Situasi pergerakan kemerdekaan di Mesir ketika itu juga diwarnai oleh adanya semangat untuk menggabungkan ideologi Islam dan Kebangsaan oleh partai Wafd dan Hizbul Wathan, dua partai politik yang berpengaruh di Mesir ketika itu. Tokoh-tokoh agama Mesir ikut bergabung dengan partai yang berasaskan kebangsaan itu seperti Syekh Mohammad Harun, Syekh Al Kajati, dan Syekh Abdul Muthalib yang merupakan Syekhul Universitas Al Azhar. Meskipun tokoh-tokoh agama ini berjuang dengan menggunakan ideologi Kebangsaan (nasionalisme) namun mereka selalu menjunjung tinggi agama Islam.
Situasi pergerakan nasional di Mesir ini sangat berpengaruh dalam memperkokoh rasa nasionalisme mahasiswa Indonesia, termasuk Iljas Ja’coub putra Minangkabau asal Pesisir Selatan dan Mukhtar Luthfi asal Balingka yang sedang belajar di negara itu. Semangat inilah yang dibawa dan dikembangkan oleh kedua putra Minangkabau itu setibanya mereka di tanah air. Kedua orang ini kelak menjadi tokoh sentral Permi.

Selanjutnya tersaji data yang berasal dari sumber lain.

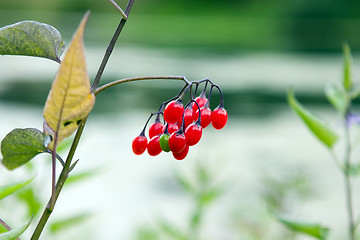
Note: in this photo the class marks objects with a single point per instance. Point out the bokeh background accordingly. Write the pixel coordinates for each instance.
(264, 159)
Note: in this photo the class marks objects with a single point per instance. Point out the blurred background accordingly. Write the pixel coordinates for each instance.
(263, 159)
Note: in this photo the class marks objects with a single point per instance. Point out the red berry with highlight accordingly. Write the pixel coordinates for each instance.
(181, 155)
(193, 134)
(173, 112)
(156, 129)
(139, 145)
(177, 142)
(154, 146)
(219, 118)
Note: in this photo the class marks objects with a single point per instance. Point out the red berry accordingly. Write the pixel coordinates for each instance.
(193, 134)
(154, 146)
(156, 129)
(172, 127)
(173, 112)
(181, 155)
(205, 116)
(188, 117)
(139, 145)
(201, 101)
(177, 142)
(219, 118)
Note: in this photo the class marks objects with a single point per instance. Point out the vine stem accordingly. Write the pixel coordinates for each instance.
(67, 166)
(111, 46)
(133, 79)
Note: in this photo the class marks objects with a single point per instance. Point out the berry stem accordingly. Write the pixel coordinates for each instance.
(133, 79)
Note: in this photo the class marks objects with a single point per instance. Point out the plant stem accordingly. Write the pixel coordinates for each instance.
(111, 46)
(66, 167)
(60, 183)
(124, 80)
(348, 190)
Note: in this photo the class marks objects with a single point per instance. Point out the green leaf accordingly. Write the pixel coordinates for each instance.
(15, 233)
(312, 229)
(31, 38)
(210, 196)
(354, 170)
(337, 97)
(21, 145)
(9, 189)
(347, 79)
(172, 231)
(319, 128)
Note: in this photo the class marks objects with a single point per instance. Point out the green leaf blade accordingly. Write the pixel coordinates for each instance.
(312, 229)
(347, 78)
(31, 38)
(15, 233)
(20, 146)
(10, 189)
(319, 128)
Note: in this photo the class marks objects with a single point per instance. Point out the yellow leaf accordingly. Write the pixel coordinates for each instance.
(70, 99)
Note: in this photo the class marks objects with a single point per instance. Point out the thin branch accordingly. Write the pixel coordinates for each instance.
(348, 190)
(124, 80)
(66, 168)
(60, 183)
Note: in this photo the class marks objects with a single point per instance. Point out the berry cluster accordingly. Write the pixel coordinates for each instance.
(182, 125)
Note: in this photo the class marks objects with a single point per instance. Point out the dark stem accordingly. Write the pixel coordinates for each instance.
(111, 46)
(60, 183)
(124, 80)
(348, 190)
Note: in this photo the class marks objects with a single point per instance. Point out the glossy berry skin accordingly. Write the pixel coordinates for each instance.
(172, 127)
(164, 142)
(154, 146)
(201, 101)
(205, 117)
(188, 117)
(156, 129)
(177, 142)
(219, 118)
(173, 112)
(139, 145)
(193, 134)
(181, 155)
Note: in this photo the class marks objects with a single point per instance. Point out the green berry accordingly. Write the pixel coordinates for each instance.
(164, 142)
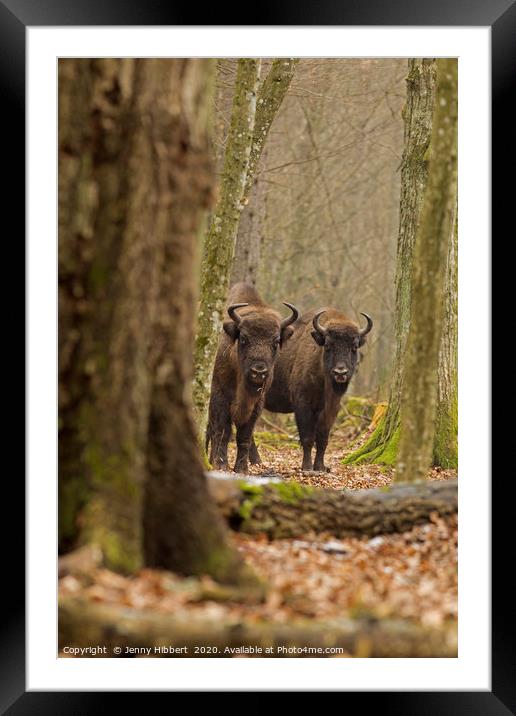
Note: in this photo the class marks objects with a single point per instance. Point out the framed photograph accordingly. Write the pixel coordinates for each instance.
(255, 380)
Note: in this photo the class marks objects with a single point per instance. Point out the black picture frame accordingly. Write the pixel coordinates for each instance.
(500, 15)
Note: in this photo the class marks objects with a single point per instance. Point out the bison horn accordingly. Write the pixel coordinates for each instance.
(295, 315)
(232, 311)
(320, 329)
(366, 330)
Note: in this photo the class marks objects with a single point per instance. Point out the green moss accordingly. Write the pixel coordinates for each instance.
(445, 439)
(389, 452)
(369, 447)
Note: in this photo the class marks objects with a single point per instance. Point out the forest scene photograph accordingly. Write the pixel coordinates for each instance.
(257, 357)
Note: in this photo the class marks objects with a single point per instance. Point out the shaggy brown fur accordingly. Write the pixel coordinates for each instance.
(311, 376)
(242, 375)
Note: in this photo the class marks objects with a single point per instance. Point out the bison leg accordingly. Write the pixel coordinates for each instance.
(244, 439)
(321, 443)
(254, 455)
(219, 430)
(306, 428)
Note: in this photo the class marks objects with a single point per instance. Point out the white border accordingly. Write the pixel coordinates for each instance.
(471, 670)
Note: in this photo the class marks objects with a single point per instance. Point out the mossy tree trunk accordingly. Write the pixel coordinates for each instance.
(287, 509)
(135, 180)
(252, 114)
(446, 424)
(435, 231)
(100, 457)
(183, 530)
(382, 446)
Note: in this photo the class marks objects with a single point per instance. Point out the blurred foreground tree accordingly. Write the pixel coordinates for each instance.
(253, 111)
(135, 179)
(419, 115)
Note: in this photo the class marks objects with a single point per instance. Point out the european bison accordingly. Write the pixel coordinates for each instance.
(247, 352)
(313, 373)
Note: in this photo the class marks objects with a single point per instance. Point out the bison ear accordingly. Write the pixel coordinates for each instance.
(317, 337)
(286, 333)
(231, 328)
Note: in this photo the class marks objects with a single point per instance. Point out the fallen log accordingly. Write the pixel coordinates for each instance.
(288, 509)
(129, 632)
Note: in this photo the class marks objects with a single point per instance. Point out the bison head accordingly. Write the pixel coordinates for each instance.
(259, 334)
(341, 341)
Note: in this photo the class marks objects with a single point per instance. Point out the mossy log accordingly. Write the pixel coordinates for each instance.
(287, 509)
(85, 624)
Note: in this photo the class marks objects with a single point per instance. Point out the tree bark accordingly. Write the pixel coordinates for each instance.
(252, 115)
(135, 180)
(246, 262)
(382, 446)
(435, 232)
(219, 244)
(446, 424)
(83, 624)
(106, 456)
(287, 509)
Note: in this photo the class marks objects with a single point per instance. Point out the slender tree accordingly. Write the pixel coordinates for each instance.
(382, 446)
(434, 235)
(136, 180)
(252, 114)
(446, 425)
(219, 244)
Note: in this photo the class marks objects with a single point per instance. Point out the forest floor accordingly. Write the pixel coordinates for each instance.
(410, 576)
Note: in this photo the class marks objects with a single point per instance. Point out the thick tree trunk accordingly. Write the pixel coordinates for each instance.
(435, 232)
(287, 509)
(141, 151)
(83, 624)
(446, 424)
(105, 456)
(77, 205)
(382, 446)
(219, 244)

Pergerakan kemerdekaan Indonesia pada saat itu tengah dilanda konflik ideologi. Akibatnya muncul dua kelompok besar yaitu golongan Islam dan golongan Kebangsaan (Nasionalis), seperti yang terjadi di Mesir. Jalan keluar dari konflik tersebut menurut Iljas Ja’coub adalah menjadikan Islam dan Kebangsaan sebagai asas perjuangan. Inilah yang kemudian berlaku pada Permi.
Mukhtar Luthfi juga bergabung dengan Permi. Asas Permi sekarang diperkuat dengan tujuannya yang dirumuskan oleh Luthfi yakni menuju Islam yang mulya dan kebangsaan untuk mewujudkan kemerdekaan Indonesia. Mukhtar Luthfi menjadi juru bicara yang sangat efektif untuk mempropagandakan slogan Islam dan Kebangsaan. Sejak kehadiran tokoh ini, gerak Permi semakin radikal. Jika Iljas Ja’coub dikenal sebagai ideolog Permi maka Mukhtar Luthfi dikenal sebagai propagandis Permi. Kedua tokoh inilah sesungguhnya yang menjadi penggerak utama Permi.
B. Konflik Ideologi
Sampai tahun 1930-an, setidaknya ada 3 (tiga) ideologi yang menjadi haluan politik kaum pergerakan itu, yakni Islam, Komunis, dan Nasionalis. Organisasi pergerakan (baca: Partai Politik) yang berideologikan Islam diwakili oleh Syarikat Islam (SI), sedangkan ideologi komunis diwakili oleh Partai Komunis Indonesia (PKI) dan ideologi nasionalis diwakili oleh Partai Nasional Indonesia (PNI). Di antara ketiga ideologi itu, hanya Islam dan Nasionalis (kebangsaan) yang mempunyai banyak pengikut.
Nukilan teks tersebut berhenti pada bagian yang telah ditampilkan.